B. LE FONCTIONNEMENT DE LA COMMISSION MÉRITE D'ÊTRE MODIFIÉ

La commission consultative sur l'évaluation des charges n'a jamais fonctionné de manière réellement satisfaisante, alors qu'elle avait été créée par les lois de décentralisation pour être le garant du principe de compensation intégrale des charges transférées.

Le bilan annuel des charges transférées dont la réalisation lui a été confiée par l'article 66 de la loi n° 95-115 du 4 février 1995 d'orientation pour l'aménagement et le développement du territoire était conçu comme un moyen de réactiver cette commission qui, à l'époque, ne s'était pas réunie depuis 1987. Le « bilan de ce bilan » est mitigé puisque, entre 1995 et 2001, la CCEC n'a établit que trois rapports au Parlement alors qu'elle est censée en déposer un par an, à l'occasion de la discussion du projet de loi de finances pour l'année à venir. Le non respect de cette obligation est d'autant plus regrettable que les rares rapports présentés sont de grande qualité.
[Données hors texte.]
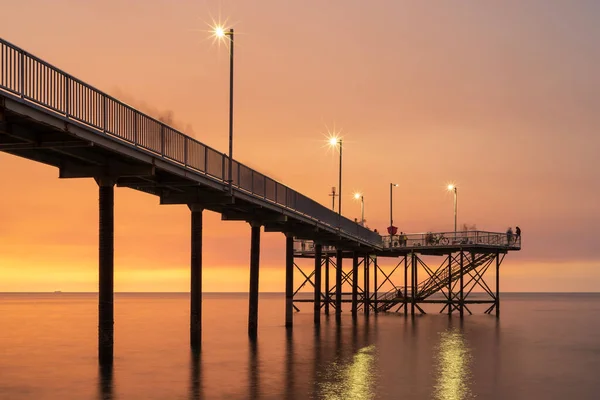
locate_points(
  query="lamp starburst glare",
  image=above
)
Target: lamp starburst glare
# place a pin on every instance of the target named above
(219, 31)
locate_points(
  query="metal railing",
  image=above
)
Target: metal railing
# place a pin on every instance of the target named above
(445, 239)
(34, 80)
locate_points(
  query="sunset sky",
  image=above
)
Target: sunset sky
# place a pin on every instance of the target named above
(500, 97)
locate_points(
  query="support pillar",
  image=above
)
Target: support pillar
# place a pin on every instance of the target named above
(196, 277)
(366, 292)
(327, 284)
(254, 264)
(338, 283)
(289, 281)
(375, 267)
(461, 299)
(449, 284)
(317, 302)
(405, 284)
(497, 285)
(106, 271)
(413, 275)
(354, 284)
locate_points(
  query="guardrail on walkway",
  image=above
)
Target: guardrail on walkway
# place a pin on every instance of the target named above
(34, 80)
(441, 239)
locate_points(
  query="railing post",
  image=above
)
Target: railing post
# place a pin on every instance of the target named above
(205, 160)
(135, 114)
(67, 96)
(22, 73)
(162, 140)
(185, 140)
(105, 116)
(223, 168)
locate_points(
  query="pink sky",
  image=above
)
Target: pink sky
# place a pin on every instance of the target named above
(500, 97)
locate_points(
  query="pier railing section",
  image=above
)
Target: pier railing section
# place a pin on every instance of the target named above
(34, 80)
(451, 239)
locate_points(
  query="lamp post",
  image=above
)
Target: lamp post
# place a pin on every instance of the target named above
(221, 33)
(453, 188)
(392, 185)
(334, 141)
(333, 195)
(358, 196)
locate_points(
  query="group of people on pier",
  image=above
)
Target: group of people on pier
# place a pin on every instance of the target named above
(513, 237)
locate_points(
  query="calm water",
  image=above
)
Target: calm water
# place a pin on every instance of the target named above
(543, 347)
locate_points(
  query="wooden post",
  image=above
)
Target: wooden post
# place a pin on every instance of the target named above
(196, 277)
(254, 266)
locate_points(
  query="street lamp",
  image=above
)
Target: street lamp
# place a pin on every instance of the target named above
(358, 196)
(221, 33)
(334, 141)
(453, 188)
(392, 185)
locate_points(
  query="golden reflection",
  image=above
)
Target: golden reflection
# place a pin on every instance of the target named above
(353, 380)
(453, 367)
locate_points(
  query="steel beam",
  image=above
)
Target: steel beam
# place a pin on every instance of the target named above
(43, 145)
(449, 284)
(106, 271)
(405, 284)
(289, 281)
(413, 275)
(461, 298)
(354, 284)
(253, 294)
(375, 288)
(113, 170)
(317, 302)
(497, 285)
(205, 198)
(338, 283)
(366, 267)
(196, 276)
(327, 284)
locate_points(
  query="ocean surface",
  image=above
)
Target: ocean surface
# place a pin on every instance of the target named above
(544, 346)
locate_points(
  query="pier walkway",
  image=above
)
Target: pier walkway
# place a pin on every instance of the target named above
(51, 117)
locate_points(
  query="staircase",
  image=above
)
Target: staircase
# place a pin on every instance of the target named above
(439, 279)
(433, 284)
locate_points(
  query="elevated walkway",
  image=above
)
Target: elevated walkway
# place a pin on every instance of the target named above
(49, 116)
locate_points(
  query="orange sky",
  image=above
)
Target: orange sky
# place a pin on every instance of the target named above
(500, 97)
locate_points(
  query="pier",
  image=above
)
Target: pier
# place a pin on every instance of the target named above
(51, 117)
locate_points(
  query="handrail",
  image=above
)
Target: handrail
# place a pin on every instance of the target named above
(34, 80)
(445, 239)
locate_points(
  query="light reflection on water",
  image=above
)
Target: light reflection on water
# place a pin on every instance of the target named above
(352, 380)
(453, 359)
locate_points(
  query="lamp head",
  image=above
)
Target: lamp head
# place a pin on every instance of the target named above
(333, 141)
(219, 32)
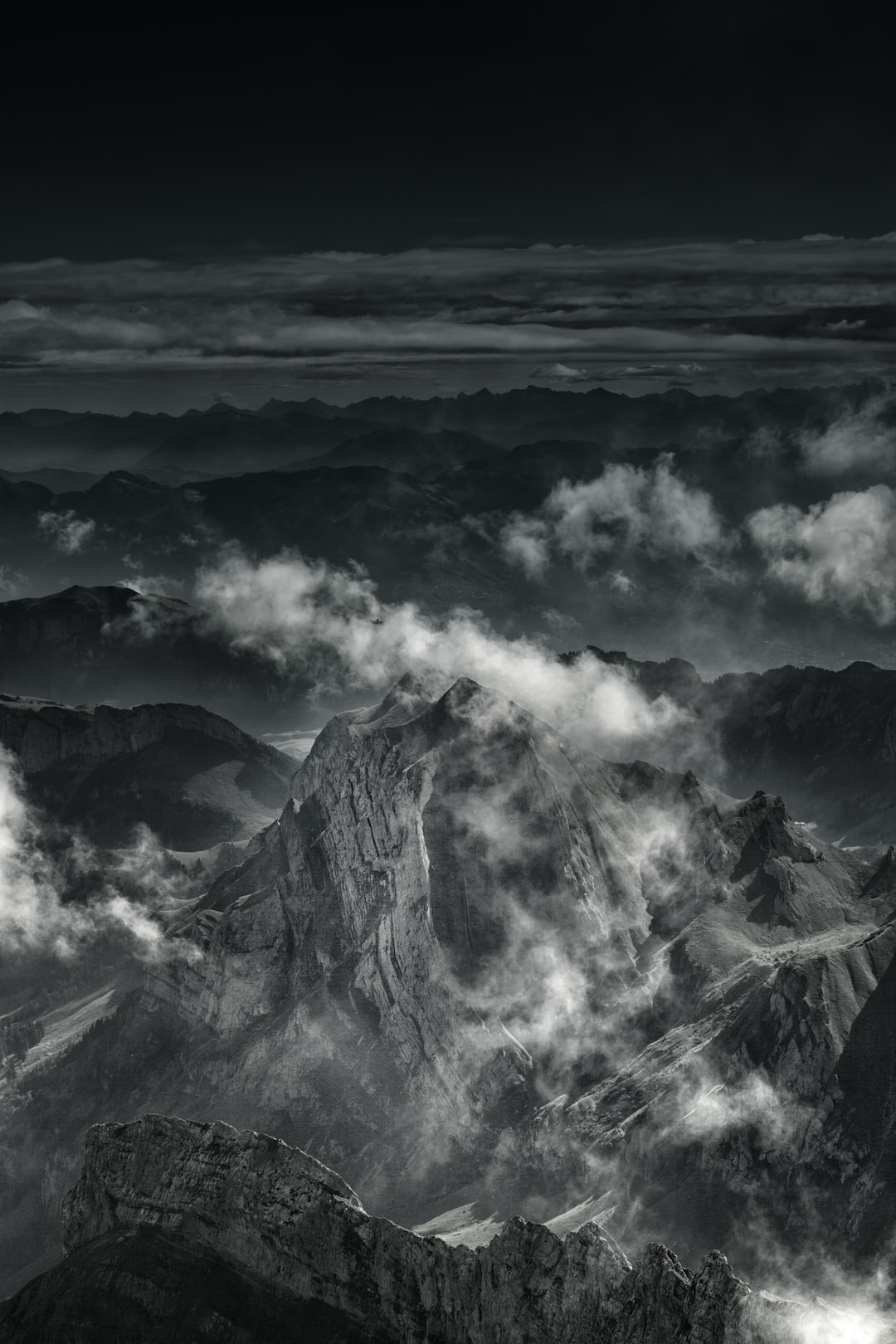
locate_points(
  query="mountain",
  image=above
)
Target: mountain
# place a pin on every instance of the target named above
(113, 644)
(190, 776)
(54, 479)
(227, 441)
(178, 1229)
(488, 975)
(826, 739)
(425, 455)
S'agissant du « coeur de métier » de la CCEC (émettre un avis sur les projets d'arrêtés constatant des accroissements ou des diminutions de charges, ainsi que des pertes de produit fiscal), le bilan d'activité de la CCEC n'est pas meilleur.

La CCEC est parfois appelée à se prononcer longtemps après l'entrée en vigueur des mesures sur lesquelles elle doit émettre un avis , et longtemps après qu'une loi de finances a prévu le montant de la compensation versée aux collectivités locales.

L'ordre du jour de la réunion de la CCEC du 13 décembre 2001 est à cet égard particulièrement éclairant, et fait apparaître non seulement que la CCEC a été appelée à se prononcer sur des dispositions entrées en vigueur près de trois ans auparavant, mais aussi que des arrêtés conjoints du ministre chargé du budget et du ministre de l'intérieur ont pu intervenir sans que la commission soit consultée (arrêté du 30 avril 2000 mentionné au point 4) :

1. Installation du Président.

2. Approbation du procès verbal de la séance du 16 décembre 1999 .

3. Examen du projet d'arrêté fixant le montant des charges transférées en application de l'article 13 I et II de la loi n° 99-641 du 27 juillet 1999 portant création d'une couverture maladie universelle.

4. Examen du projet d'arrêté modifiant l'arrêté du 30 avril 2000 fixant le montant de la compensation financière allouée aux départements du fait de la baisse des taux des droits de mutation à titre onéreux prévue à l'article 39 de la loi de finances pour 1999 .

5. Examen du projet d'arrêté fixant le montant de la compensation financière allouée aux départements du fait de la baisse des droits de mutation à titre onéreux prévue à l'article 9 de la loi de finances initiale pour 2000.

6. Examen du projet d'arrêté fixant le montant de la compensation allouée aux départements du fait de l'exonération des droits de mutation à titre onéreux sur les cessions effectuées par les sociétés d'aménagement foncier et d'établissement rural, prévue à l'article 119 de la loi de finances initiale pour 2000.

7. Communication du bilan de l'évolution et de la compensation des charges transférées ou confiées aux collectivités locales.

8. Questions diverses.

Votre commission vous propose un amendement prévoyant que la CCEC doit se prononcer dans les six mois de l'entrée en vigueur d'une disposition législative ou réglementaire tendant soit à augmenter une charge transférée, soit à réduire une charge transférée, soit à diminuer le produit d'un impôt transféré, dont la mise en oeuvre nécessite un arrêté conjoint des ministres chargés du budget et de l'intérieur.

Décision de la commission : votre commission vous propose d'adopter cet article ainsi modifié.

* 1 Par ailleurs, le code général des collectivités territoriales prévoit une compensation automatique seulement en cas de transfert de compétence et de modification par voie réglementaire des conditions d'exercice d'une compétence transférée.